Un nouveau hurlement retentit, mais cette fois ci c'était plus près, très près. Dan sentit son sang se glacer, ses jambes ne le portaient presque plus. Toute sa stratégie s’effondrait, ils ne les avait pas distancé, ils étaient là. Dan changea brusquement de direction, il se mit à slalomer parmi la végétation dense. La peur venait de s'emparer de lui, son cœur battait à tout rompre, sa vue se brouillait. Les herbes hautes autour de lui se mirent brusquement à frémir. Comme si la brise venait de se lever, la végétation semblait se balancer, caressée par un souffle invisible. De multiples hurlements éclatèrent autour de lui. Dan savait que c'était fini, il avait perdu. Ce n'était plus la peine de courir. Il s’arrêta.

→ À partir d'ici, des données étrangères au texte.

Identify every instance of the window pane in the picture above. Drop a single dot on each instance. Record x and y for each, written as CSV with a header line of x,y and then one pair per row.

Debout au milieu de la jungle, entouré de végétation luxuriante, il attendait haletant. Dans sa tête tout se bousculait, toute cette fuite pour rien, ils l'avaient eu. Ils l'avaient rejoint et l'avaient encerclé. Ils avaient su le rabattre dans le piège. Nul doute que le cercle infernal s'était refermé. Là quelque part, encore cachés par la végétation, ils attendaient. Dan savait que dès que le signal serait donné ils fondraient sur lui à la vitesse de l'éclair, il savait aussi qu'il n'avait plus que quelques instants à vivre. Il était résigné. Dan saisi l'arme qu'il portait à la ceinture. Il la soupesa. Elle était lourde et froide comme la mort. Le magasin était plein, elle était prête à servir. Dans un cliqueti métallique, il fit glisser une balle dans le canon.

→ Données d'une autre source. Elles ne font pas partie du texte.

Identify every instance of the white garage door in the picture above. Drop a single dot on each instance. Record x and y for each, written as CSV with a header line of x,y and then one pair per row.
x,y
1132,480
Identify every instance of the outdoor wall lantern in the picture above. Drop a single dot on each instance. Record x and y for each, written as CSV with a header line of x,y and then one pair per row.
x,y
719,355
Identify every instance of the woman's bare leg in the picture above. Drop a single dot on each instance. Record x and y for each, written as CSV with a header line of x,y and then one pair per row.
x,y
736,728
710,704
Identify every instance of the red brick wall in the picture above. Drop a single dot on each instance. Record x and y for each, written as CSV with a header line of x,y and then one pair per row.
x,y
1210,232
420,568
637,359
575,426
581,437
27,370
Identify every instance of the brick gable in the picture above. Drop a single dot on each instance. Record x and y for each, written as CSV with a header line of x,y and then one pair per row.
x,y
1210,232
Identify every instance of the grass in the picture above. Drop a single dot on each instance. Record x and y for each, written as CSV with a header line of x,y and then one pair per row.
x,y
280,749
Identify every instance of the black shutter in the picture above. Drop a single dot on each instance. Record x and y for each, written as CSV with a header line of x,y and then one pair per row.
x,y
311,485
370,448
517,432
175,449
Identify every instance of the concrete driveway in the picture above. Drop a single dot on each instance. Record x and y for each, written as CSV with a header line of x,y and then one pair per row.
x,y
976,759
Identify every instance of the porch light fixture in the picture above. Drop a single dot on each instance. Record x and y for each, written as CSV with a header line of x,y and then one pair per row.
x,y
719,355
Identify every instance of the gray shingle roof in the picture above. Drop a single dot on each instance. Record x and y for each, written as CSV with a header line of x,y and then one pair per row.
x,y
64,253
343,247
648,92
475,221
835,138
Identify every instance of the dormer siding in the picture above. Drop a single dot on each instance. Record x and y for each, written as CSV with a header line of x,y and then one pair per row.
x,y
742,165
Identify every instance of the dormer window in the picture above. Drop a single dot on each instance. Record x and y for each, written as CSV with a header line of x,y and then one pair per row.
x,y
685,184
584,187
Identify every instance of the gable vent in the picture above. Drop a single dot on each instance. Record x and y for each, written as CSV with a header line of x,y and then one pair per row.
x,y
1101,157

Tout autour de lui la végétation frémissait de plus en plus, des craquements, des frottements étaient perceptibles. Le ciel était chargé de nuages, il allait bientôt pleuvoir sur la jungle. Dan sentit tomber les premières gouttes de pluie. Elles ruisselèrent sur son visage, comme autant de larmes. Un sentiment de tristesse s'empara de lui, il avait échoué. Soudain la jungle entière sembla entrer en éruption, L'air s'emplit de cris déchirants, les cris des chasseurs. Dan leva son arme et appuya le canon froid sur sa tempe. Il ferma les yeux. Ses tympans étaient déchirés par les rugissements, le sol semblait se soulever. Un souffle chaud passa sur sa nuque, son doigt se crispa sur la gâchette. Tout à coup une douleur fulgurante traversa son corps. Sa poitrine venait d'être traversée par de puissantes griffes. Dan se senti défaillir. Il se sentit partir en arrière. Le coup partit. La tête traversée par le puissant projectile, Dan s'affaissa. Aussitôt les rugissements cessèrent. La jungle cessa de frémir. Ils étaient partis aussi rapidement qu'ils étaient venus.
Allongé dans les hautes herbes, la tête baignant dans le sang, Dan était mort. Son corps couché sur le dos, on voyait encore le trou béant dans sa poitrine. La pluie venait de cesser, Le soleil se mit à percer au travers des nuages, progressivement la jungle reprenait vie.